Estas análises, sinceramente... Não há dúvida que as cabeças ficam fechadas no "seu tempo" e são incapazes de olhar as coisas novamente tempos depois.

Já o parvalhão do Joaquim Letria fala da geração rasca: ele, que fundou jornais estúpidos e enriqueceu a vender merda em papel.

A estupidez actual é da responsabilidade da vossa geração, que cedo trocou valores por pedantice e dinheiro e começou a impingir porcaria a toda a gente.

Tenho dito.

Anónimo disse...

Está-vos a dar com força... Eu tb já não tenho muita vontade de sair à noite nem de me embebedar mas daí a achar que no meu tempo é que era...

E essa obsessão com o sexo dos outros? deviam apagar estes posts, os 3, é tudo tão evidenciador, apenas, das vossas fragilidades...
Viva o Bairro Alto!

Anónimo disse...

Não tão vãos assim, que diabo.

Anónimo disse...

Ora que saudosismo doentio. Os que iam ao Frágil naquele tempo, hoje fazem outras coisas, vão a outros sitios, então? E depois existe muito da tua intimidade neste post, não vale a pena. É uma exposição gratiuta. Escreve um livro, faz como o Grass, exorcisa amigo. Tens potencialidade para a ficção!!!! literária. Mas, aqui, parece-me que não! É a minha opinião, sincera. Daqui a vinte anos dirás que os tempos de hoje não têm graça nenhuma?? Vai a Taizé! Santiago! Estás a precisar de um mergulho no Jordão. Sei lá. Deixa os miudos de copos de plástico na mão. Já viste que é assim em todo o mundo Ocidental, em qualquer cidade, nos seus Bairros Altos? Existem pequenas maravilhas na gente jovem não são só cervejas. E para eles, hoje, o Bairro Alto é o máximo, como é natural. O natural é que para ti já não o seja, porque de facto o tempo do Bairro Alto, tem o seu tempo, verdadeiramente. Depois vai-se lá, esporadicamente, jantar e prontos. (tenho pena de não ter itálicos, agora, no prontos, dava jeito) Existe em ti uma frustação, prematura, do tempo que passou, c'os diabos, ainda és jovem.

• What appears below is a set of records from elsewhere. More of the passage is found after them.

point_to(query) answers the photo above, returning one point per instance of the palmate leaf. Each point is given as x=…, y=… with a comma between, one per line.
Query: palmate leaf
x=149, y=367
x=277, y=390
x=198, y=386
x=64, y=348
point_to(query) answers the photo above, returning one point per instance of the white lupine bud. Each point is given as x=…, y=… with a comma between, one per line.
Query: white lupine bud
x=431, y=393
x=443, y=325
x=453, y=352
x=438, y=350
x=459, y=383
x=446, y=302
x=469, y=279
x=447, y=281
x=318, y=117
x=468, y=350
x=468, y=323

Até lá.

João Villalobos disse...

Que raça. Vamos é juntar-nos os três e criar um blogue adicional de memórias não censuradas, eh, eh. Ia ser lindo ;)

Anónimo disse...

"No meu tempo é que era bom". As minhas desculpas mas trata-se de um exercício de nostalgia ridículo. O "bairro" pertence-vos tanto como às putas dos anos 40 ou aos marialvas do Séc XVIII. Quem não gosta não vai. E toda essa gente pode encontrá-la certemente na "Bica", esse lugar "chiquíssimo" cheio de gente "gira", e no Lux, lugar "in" cheio de gente "beautifull" e onde se sorve Moet em flutes de cristal, em contraste com as "hordas literalmente bárbaras" com a "mania de estar a beber, ou melhor, a exibir um copo de plástico na rua."

João Villalobos disse...

Escrevi mais um pequeno texto sobre este assunto. Foi mais forte do que eu...

Anónimo disse...

Pois é, JG, o Bairro já era! Mas para mim há muito mais tempo. Foi louco e divertido no tempo em que por lá andavam os jornalistas + os artistas, o pessoal do Conservatório, etc. Depois os jornais foram fechando e os jornalistas escassearam. Lembro-me de quando a padaria entrou em obras para dar lugar ao Frágil. Ainda lá fui, no início, até ao dia em que puseram um cretino (ou era uma cretina?) à porta a ver quem podia ou não entrar. Coisa nunca vista num bar, coisa nunca vista no BA, onde conviviam as mais desvairadas pessoas do sub-mundo, das artes e dos jornais. Achei de tal modo indigno ter que me submeter ao escrutínio de alguém que não conheço de lado nenhum para poder entrar num estabelecimento público, que nunca mais lá pus os pés.
Para mim, foi nessa altura que o BA começou a morrer, a ficar "fashionable".
O BA de que gosto de me lembrar terá lá sempre pessoas como o Júlio Pinto, o Eduardo Guerra Carneiro, etc.
Quanto à miudagem, pois que se divirtam como podem e sabem. É tudo. O tempo passa, as coisas não são melhores nem piores, são diferentes.

Anónimo disse...

A ariane é que sabe.
Aquilo era bom quando havia fado e tiros, músicos e actores, putas e chulos, polícias e labrões.
A paneleiragem pseudo intelectual do frágil só veio estragar.
Graças a deus que a sida os tem levado.
Alguns ainda andam por aí a carpir-se na net.
Outros fecharam-se em casa.
Alguns compraram um cão.
São formas diversas de impotência.
Não valem mais do que os actuais utentes do BA.

Anónimo disse...

continua a haver putas, mas agora na blogosfera, pelos vistos!

Pedro Correia disse...

Perfeito, João: subscrevo por inteiro as descrições que fazes. De antes e de agora.

Anónimo disse...

Antes com copos de plástico e felizes que vivendo ressabiadas memórias. Imagino que seja difícil conceber que não vai voltar a ter 21 anos outra vez...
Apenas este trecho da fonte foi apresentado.